Nederlandse ondernemers ervaren te veel regeldruk uit Brussel. Verder valt op dat er in Nederland slechts twee vrouwelijke lijsttrekkers zijn (en die heten Anja). Vrouwen krijgen het op sociale media overigens ook harder te verduren.
Regeldruk
Nederlandse ondernemers ervaren te veel regeldruk uit Brussel. Dat blijkt uit een enquête van ondernemersorganisatie VNO-NCW. Acht op de tien deelnemers aan het onderzoek vindt de regeldruk van de EU te hoog. Veel ondernemers gaan dan ook stemmen. 83 procent zegt op 6 juni naar de stembus te gaan. Twee derde van hen vindt het belangrijk om hun stemrecht uit te oefenen. Een derde gaat naar de stembus omdat de EU belangrijk is. Een kwart van de ondervraagden stelt dat EU-wetgeving directe invloed heeft op hun bedrijf.
Er zijn wel verschillen tussen grote en kleinere bedrijven. Vooral bij bedrijven met minder dan 250 werknemers is de oproep tot minder regeldruk hoger. Daarnaast vinden kleinere bedrijven dat de EU meer moet doen aan de eigen democratische besluitvorming.
Van de ondervraagden zegt 25 procent op de VVD te gaan stemmen in juni. De PVV staat op plek twee met 7 procent, gevolgd door CDA, D66 en GroenLinks/PvdA met 4 procent. Maar de partijen moeten de komende weken nog flink aan de slag. 36 procent van de ondervraagden weet namelijk nog niet op wie ze gaan stemmen. Ruimte voor andere partijen om een inhaalslag te maken bij de ondernemers dus.
Witte mannen
Bij de komende Europese verkiezingen zijn er in Nederland slechts twee vrouwelijke lijsttrekkers en ze heten allebei Anja. Dit zijn Anja Hazekamp (Partij voor de Dieren) en Anja Haga (ChristenUnie). Zij nemen het op tegen allemaal witte mannen van middelbare leeftijd. Bij de vorige verkiezingen stonden er nog drie vrouwen op de eerste plaats van de kieslijst: Sophie in ‘t Veld (D66), Anja Hazekamp (Partij voor de Dieren) en Esther de Lange (CDA).

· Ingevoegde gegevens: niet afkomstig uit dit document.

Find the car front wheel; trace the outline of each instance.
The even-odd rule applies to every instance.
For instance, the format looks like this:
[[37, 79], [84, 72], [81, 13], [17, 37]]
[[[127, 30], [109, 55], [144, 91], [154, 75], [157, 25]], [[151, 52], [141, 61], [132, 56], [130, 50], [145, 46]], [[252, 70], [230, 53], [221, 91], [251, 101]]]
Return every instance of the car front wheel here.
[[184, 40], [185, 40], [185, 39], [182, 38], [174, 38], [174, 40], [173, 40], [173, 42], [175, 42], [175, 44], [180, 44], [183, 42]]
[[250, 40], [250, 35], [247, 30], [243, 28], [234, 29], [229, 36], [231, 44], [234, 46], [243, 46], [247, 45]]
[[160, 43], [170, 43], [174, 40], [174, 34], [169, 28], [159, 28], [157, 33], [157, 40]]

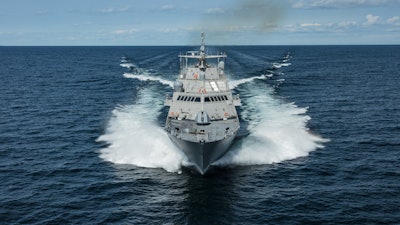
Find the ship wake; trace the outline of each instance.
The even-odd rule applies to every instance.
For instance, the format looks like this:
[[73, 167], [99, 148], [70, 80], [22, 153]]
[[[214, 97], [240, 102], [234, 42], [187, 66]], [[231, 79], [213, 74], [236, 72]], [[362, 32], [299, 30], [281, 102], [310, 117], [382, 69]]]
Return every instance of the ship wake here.
[[[284, 66], [287, 65], [290, 64]], [[272, 76], [274, 74], [267, 73], [231, 80], [231, 88], [240, 89], [243, 103], [240, 114], [248, 124], [249, 134], [236, 141], [214, 165], [279, 163], [307, 156], [323, 148], [328, 141], [307, 127], [311, 119], [306, 114], [307, 108], [287, 103], [274, 95], [274, 85], [267, 83]], [[113, 110], [105, 134], [97, 139], [107, 143], [107, 147], [100, 150], [100, 157], [115, 164], [181, 171], [181, 167], [189, 162], [169, 140], [163, 124], [157, 119], [163, 109], [165, 94], [159, 93], [160, 87], [172, 87], [173, 82], [145, 70], [124, 73], [124, 77], [151, 83], [138, 91], [134, 104], [117, 106]], [[280, 80], [283, 79], [275, 81]]]

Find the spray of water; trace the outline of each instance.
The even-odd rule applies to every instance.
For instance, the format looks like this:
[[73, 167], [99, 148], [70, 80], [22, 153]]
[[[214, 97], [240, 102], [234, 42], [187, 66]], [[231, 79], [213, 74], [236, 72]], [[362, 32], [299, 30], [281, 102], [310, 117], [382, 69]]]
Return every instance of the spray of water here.
[[273, 97], [273, 89], [249, 88], [242, 118], [249, 122], [249, 136], [241, 139], [217, 165], [271, 164], [307, 156], [328, 141], [309, 132], [306, 108]]
[[[285, 65], [285, 66], [289, 66]], [[122, 65], [121, 65], [122, 66]], [[144, 70], [142, 70], [144, 71]], [[172, 82], [155, 77], [149, 72], [125, 73], [129, 79], [151, 80], [159, 84], [140, 89], [136, 102], [118, 106], [112, 112], [105, 134], [97, 141], [108, 146], [100, 150], [100, 157], [116, 164], [163, 168], [179, 172], [189, 165], [186, 156], [169, 140], [157, 117], [163, 107], [159, 85]], [[269, 75], [231, 81], [231, 88], [243, 86], [245, 98], [241, 117], [248, 122], [249, 135], [236, 142], [231, 150], [215, 164], [218, 166], [271, 164], [307, 156], [322, 148], [326, 139], [311, 134], [307, 122], [307, 108], [297, 107], [273, 96], [273, 88], [258, 84]]]

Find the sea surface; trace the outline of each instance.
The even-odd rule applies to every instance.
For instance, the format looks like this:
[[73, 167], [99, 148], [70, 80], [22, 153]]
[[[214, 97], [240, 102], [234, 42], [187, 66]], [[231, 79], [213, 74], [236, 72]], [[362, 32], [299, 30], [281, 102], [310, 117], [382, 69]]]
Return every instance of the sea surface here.
[[0, 224], [400, 224], [400, 46], [212, 46], [241, 130], [163, 130], [180, 47], [0, 47]]

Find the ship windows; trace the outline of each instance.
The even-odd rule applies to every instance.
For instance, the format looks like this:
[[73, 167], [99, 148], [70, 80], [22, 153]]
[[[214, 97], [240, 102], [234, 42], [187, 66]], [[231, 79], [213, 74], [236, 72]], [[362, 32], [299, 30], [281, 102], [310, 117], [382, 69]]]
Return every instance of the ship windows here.
[[222, 102], [228, 101], [228, 96], [226, 95], [218, 95], [218, 96], [210, 96], [204, 98], [205, 102]]
[[[184, 95], [179, 95], [176, 100], [177, 101], [183, 101], [183, 102], [201, 102], [201, 98], [200, 97], [184, 96]], [[204, 102], [222, 102], [222, 101], [228, 101], [228, 96], [226, 96], [226, 95], [217, 95], [217, 96], [204, 97]]]
[[184, 96], [184, 95], [179, 95], [176, 100], [183, 101], [183, 102], [200, 102], [201, 101], [200, 97]]

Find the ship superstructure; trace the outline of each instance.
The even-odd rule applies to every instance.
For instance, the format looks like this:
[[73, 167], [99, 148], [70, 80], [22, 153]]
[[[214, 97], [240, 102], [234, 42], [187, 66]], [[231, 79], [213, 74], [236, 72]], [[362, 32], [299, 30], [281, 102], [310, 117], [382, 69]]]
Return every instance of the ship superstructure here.
[[240, 98], [229, 88], [226, 57], [206, 54], [202, 34], [199, 51], [179, 55], [180, 75], [165, 100], [165, 129], [201, 174], [228, 151], [239, 130]]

In de afgelopen vijf jaar had Nederland 13 vrouwelijke Europarlementariërs, ten opzichte van andere EU-landen een gemiddelde score. De meeste vrouwen kwamen trouwens uit Finland en Zweden, terwijl Roemenië en Bulgarije onderaan bungelen. In de Europese Commissie is het beter verdeeld. Bijna de helft van de Eurocommissarissen is vrouw. Commissievoorzitter Von der Leyen, zelf de allereerste vrouwelijke Commissievoorzitter, eiste bij de samenstelling dat landen (die kandidaten mogen voordragen) met twee namen op de proppen kwamen: een man en een vrouw. Zo kon ze kiezen en zorgen voor een goede genderbalans.
Dat is ook wat het Europees Parlement heeft afgesproken (ook met zichzelf). Er moesten meer vrouwen op hoge posities terechtkomen. Maar tussen droom en daad staan mannen (en politieke afspraken) in de weg. En dus werd een paar maanden na de afspraak om meer vrouwen op topposities te benoemen eerst een man (David Sassoli) gekozen. Pas daarna was het de beurt aan Roberta Metsola om voorzitter te worden.
Ligt het aan de mannen?
Deels ligt het natuurlijk aan die mannen zelf. De politiek is nog steeds een door mannen gedomineerde wereld, die in veel partijen aan de touwtjes trekken en het concept ‘vriendjespolitiek’ bestaat alleen in die, mannelijke, versie. Maar de politiek is ook harder en onvriendelijker geworden. Op sociale media krijgen vooral de vrouwen in de politiek het zwaar te verduren.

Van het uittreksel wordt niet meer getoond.